I like to grab a small handful of treats, and click and reward for eye contact and calm behaviour before opening the front door, then continuing this game as I start down the street, clicking and rewarding my pup for staying close to me.
At first a small handful of treat will barely last 3 minutes, but with a little practice you will quickly be able to stretch them out a lot longer. Instead of clicking every 3-5 steps, you will progress to rewarding for a certain number of "car lengths" or "lamp posts", which will quickly become half a block.
Thirty seconds of nice walking soon becomes three to five minutes – depending on the level of distractions.
The last thing you want to do is let your pup drag you around the block, through flower beds, after pigeons, or chase other dogs. If they find it rewarding, they will continue doing it – and many dogs seem to believe that the only way to get their owners to the park is to drag them.
Instead, you want to teach your pup that the only way to get anywhere, is together.
As soon as your pup starts to speed up (before the leash get tight), Stop.
Wait for them to check-in with you, without prompting. As soon as they make eye-contact, say “Yes”, take a small step back with one foot, and lure them into a loose Heel position next to you.
Take a couple of steps forward, with your pup walking nicely next to you, then reward with a treat.
If your pup is too distracted to check-in with you unaided, you can help them out. Call their name once, and if that doesn't result in eye contact make a squeaky/smooching noise, clap your hands, tap your feet...what ever you need to do to get their attention. Once they make eye contact say “Yes”, take a small step back with one foot, and lure them back into that Heel position.
Your pup may put the breaks on for multiple reasons, it's a very distracting world out there for a young one.
Things to remember: Every time your leash goes tight, it acts like a break.
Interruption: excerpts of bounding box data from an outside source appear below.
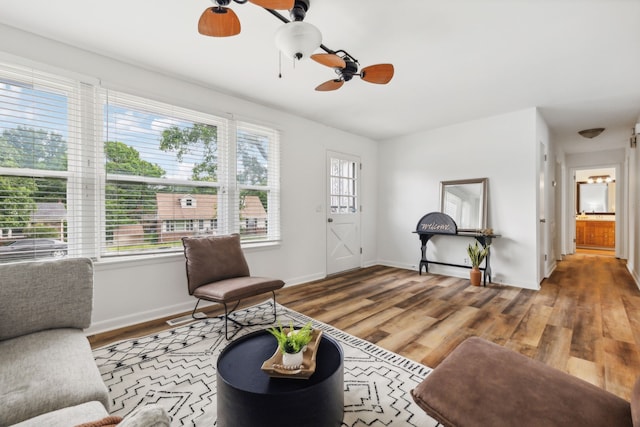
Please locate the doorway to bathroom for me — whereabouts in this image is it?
[574,168,617,257]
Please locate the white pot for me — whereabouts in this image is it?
[282,351,304,367]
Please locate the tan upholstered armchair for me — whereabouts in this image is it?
[182,234,284,339]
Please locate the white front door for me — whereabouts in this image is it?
[327,152,362,274]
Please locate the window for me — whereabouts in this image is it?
[0,60,280,262]
[236,123,280,240]
[0,67,94,262]
[329,158,358,214]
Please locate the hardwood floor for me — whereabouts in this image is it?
[90,254,640,399]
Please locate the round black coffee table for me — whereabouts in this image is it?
[217,331,344,427]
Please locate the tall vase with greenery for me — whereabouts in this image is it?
[467,241,489,286]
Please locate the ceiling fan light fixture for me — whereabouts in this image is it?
[275,21,322,60]
[578,128,604,139]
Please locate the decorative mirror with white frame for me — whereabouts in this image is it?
[440,178,489,232]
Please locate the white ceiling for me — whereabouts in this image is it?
[0,0,640,152]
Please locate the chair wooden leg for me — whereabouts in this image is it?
[191,291,278,340]
[191,298,202,319]
[223,291,278,340]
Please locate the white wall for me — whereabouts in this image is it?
[376,108,539,289]
[0,25,378,333]
[536,111,557,283]
[626,117,640,288]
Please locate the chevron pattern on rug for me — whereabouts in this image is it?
[93,302,438,427]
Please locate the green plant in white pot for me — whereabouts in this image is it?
[267,322,313,369]
[467,241,489,286]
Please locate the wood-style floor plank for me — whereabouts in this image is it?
[90,253,640,399]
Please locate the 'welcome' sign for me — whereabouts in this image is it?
[416,212,458,234]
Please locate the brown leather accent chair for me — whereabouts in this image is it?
[182,234,284,339]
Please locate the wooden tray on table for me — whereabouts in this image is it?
[261,329,322,379]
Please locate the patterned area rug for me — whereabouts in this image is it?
[93,302,438,427]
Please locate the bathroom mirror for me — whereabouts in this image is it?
[440,178,488,231]
[576,181,616,214]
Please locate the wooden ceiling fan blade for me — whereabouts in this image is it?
[360,64,394,85]
[198,6,240,37]
[316,79,344,92]
[249,0,295,10]
[311,53,347,68]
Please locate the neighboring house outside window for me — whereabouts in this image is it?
[156,193,218,242]
[0,59,280,261]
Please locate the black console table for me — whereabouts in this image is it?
[414,212,500,286]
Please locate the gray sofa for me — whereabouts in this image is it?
[0,258,109,427]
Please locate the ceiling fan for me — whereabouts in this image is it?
[198,0,295,37]
[311,50,394,92]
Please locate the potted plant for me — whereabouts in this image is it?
[267,322,313,368]
[467,241,489,286]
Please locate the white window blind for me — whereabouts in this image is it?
[0,64,280,262]
[0,64,95,262]
[236,122,280,241]
[102,91,228,256]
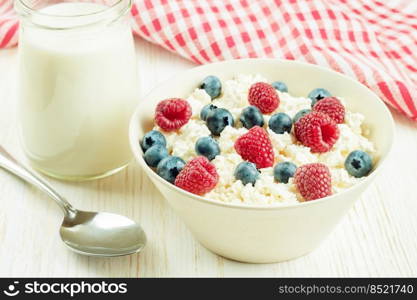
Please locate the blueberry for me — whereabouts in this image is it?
[274,161,297,183]
[293,109,311,124]
[195,136,220,160]
[239,106,264,129]
[345,150,372,178]
[145,144,168,167]
[234,161,259,185]
[200,75,222,99]
[206,108,234,135]
[156,156,185,183]
[141,130,167,152]
[307,88,332,107]
[268,113,292,134]
[200,104,217,121]
[271,81,288,93]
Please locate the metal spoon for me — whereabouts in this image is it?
[0,146,146,256]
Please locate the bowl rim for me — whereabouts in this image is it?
[129,58,395,211]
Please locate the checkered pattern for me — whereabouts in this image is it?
[0,0,417,120]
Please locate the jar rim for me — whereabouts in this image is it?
[14,0,132,30]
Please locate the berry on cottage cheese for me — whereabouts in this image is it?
[155,98,192,131]
[294,163,332,201]
[313,97,345,124]
[294,112,339,152]
[175,156,219,195]
[268,113,292,134]
[345,150,372,178]
[144,144,168,168]
[248,82,279,114]
[200,75,222,99]
[141,130,167,152]
[145,74,377,205]
[206,108,234,135]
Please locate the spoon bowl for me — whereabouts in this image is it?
[59,211,146,257]
[0,146,146,257]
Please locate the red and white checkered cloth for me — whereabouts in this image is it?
[0,0,417,120]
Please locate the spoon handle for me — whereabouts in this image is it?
[0,146,76,216]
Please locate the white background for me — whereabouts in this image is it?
[0,41,417,277]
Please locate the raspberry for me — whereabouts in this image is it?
[294,111,339,152]
[248,82,279,114]
[313,97,345,124]
[294,163,332,201]
[155,98,192,131]
[235,126,274,169]
[175,156,219,195]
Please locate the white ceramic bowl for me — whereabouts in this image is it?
[130,59,394,263]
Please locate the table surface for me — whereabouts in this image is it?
[0,41,417,277]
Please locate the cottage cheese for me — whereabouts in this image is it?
[155,74,375,204]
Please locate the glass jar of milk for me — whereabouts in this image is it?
[15,0,138,180]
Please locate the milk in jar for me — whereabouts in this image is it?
[16,0,138,180]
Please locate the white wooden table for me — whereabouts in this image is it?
[0,41,417,277]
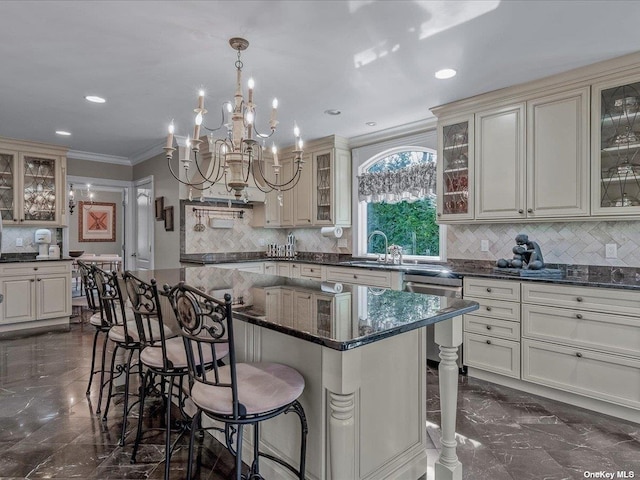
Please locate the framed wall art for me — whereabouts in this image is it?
[164,207,173,232]
[78,202,116,242]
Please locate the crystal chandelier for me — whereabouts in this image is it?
[164,38,304,202]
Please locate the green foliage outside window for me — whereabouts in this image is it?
[367,199,440,257]
[367,151,440,257]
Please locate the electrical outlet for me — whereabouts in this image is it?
[604,243,618,258]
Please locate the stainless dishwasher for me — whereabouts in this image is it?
[403,265,464,372]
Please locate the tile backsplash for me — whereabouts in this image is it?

Trying to pull your pup after you will only results in them digging their heels in harder.
Be patient, wait for an opportunity to invite them to move forward.
I love using 6 foot leashes (not retractable ones), which allow me to move away from my pup when they stop, plus allows them more freedom to explore without you having to follow them.
When your puppy stops, reel out the rest of your 6 foot leash until you are holding the handle (only if it is safe to do so), then throw your arm back – adding an extra 2 foot to the leash.
Throwing your arm back put slack into a tight leash, and often acts as break release, encouraging your pup to move forward.
If the street is busy, keep the leash short (do not reel it out), but still throw your arm back to release the tension.
- With your leash hand behind you, use your other hand to lure you pup in. Wait for the moment your pup chooses to follow you, praise them with a “Yes”, wait for them to come in close, take an extra couple of steps, then reward with a small treat.